Бегемоты хорошо кушают и очень не любят, когда мать уходит из дома. По их разумению, корм растет в кухонном шкафу .Как-то сам в пластиковой баклажке делением размножается. Иногда в холодильнике что-то напухает, если много раз открыть и закрыть дверцу.
Всё просто. И зачем на весь день из дому уходить?
А мать работает, чтобы шкаф и холодильник продолжали творить чудеса. Вечером приходит, кормит бегемотинек и падает. Иногда в буквальном смысле.
Вчера я пришла, покормила их, убрала горшки и вижу — Шуня мечется по коридору. Ищет, куда навалить, хотя все лотки чистые. Я строго зыркнула на нее, сказала что-то матерное — Шуня слов не разобрала, но общий посыл до нее дошел. Поэтому она тяжело вздохнула и взгромоздилась на горшок.
На горшке Шуня всегда страдает — он ущемляет широту ее натуры. И пусть Моня говорит, что эту натуру давно пора похудеть — она просто завидует. Хорошей котиньки должно быть много, а лапушки-Шунечки ещё больше. И горшок тут ну вообще не вписывается…
Она бы удрала, но я смотрю. И Моня смотрит. Приходится кряхтеть в рамках обыденности: минуту, две, пять… А я устала, я ужасно хочу лечь, и ждать, пока Шунечка закончит свои размышления о высоком, мне невыносимо.
Что делать? Уйти — она тут же ломанется и навалит под порог. Остаться — я усну стоя, как боевая лошадь. Решаю пойти на компромисс: ложусь на пол рядом с горшком и наконец-то чувствую, как расслабляются уставшие за день мышцы. Кайф! И потолок такой белый, словно по нему мухи не ходили, и ветерок налетает, и облака бегут…
Просыпаюсь внезапно, оттого, что мне нечем дышать: на лице удобно расположилась пестрая жопа. Остальные ходят вокруг и тихонько переговариваются.

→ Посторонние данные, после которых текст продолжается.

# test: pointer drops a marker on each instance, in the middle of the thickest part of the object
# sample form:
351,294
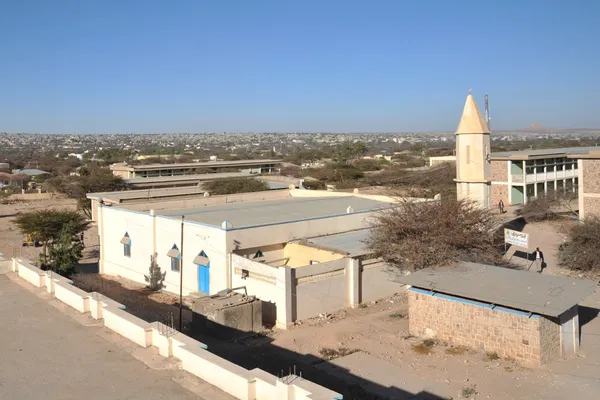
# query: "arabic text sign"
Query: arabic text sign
516,238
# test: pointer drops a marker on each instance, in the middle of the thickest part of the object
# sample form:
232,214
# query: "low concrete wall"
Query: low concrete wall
129,326
196,359
30,272
71,295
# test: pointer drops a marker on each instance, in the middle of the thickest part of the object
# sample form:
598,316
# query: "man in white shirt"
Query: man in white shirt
538,258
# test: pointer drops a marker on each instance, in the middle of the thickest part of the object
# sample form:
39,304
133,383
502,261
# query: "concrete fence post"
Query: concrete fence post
284,284
353,282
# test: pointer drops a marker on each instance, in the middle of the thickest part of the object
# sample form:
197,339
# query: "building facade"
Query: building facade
127,171
588,167
473,169
204,247
518,176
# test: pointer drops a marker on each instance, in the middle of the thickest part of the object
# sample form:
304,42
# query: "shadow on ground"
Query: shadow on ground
247,349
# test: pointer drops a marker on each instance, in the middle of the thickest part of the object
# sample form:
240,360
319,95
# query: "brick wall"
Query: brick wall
591,176
591,206
529,340
499,171
499,192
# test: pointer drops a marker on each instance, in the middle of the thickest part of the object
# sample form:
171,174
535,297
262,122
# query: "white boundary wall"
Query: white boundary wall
196,359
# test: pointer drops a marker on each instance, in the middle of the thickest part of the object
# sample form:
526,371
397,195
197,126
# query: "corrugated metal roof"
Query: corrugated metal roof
520,290
275,211
350,243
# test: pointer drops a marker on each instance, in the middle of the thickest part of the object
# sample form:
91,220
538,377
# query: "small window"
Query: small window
175,256
175,264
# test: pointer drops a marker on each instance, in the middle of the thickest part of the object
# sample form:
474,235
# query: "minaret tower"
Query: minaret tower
473,164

- Коллеги, вам не кажется, что наша мать связалась с плохой компанией? Пришла, упала и как начала валяться! А на улице она что, под кустом валяется? На дороге?
Шунечка, как всегда, добра и милосердна:
- Тебе жалко, что ли? Пусть валяется хоть на помойке — лишь бы ей нравилось!
Моня подпрыгивает:
- На помойке??? Фуся, не смей её облизывать!
Испуганная Фуся начинает еще быстрее пачкать слюнями половину моего лица, которая не скрыта под Зойкиной жопой.
- Чав-чав-чав!!!
- Плюнь!
- Чав-чав-чав!!!
- Плюнь, кому сказала!
- Тьфу! Чав-чав-чав…
Чувствуя, как в глазах темнеет, я тихонько прошу Зойкину жопу подвинуться, чтобы хоть глоточек воздуха перехватить. И та мне отвечает человеческим голосом:
- Мам, ты возле Шуниного лотка лежишь. Поверь на слово — не надо оно тебе.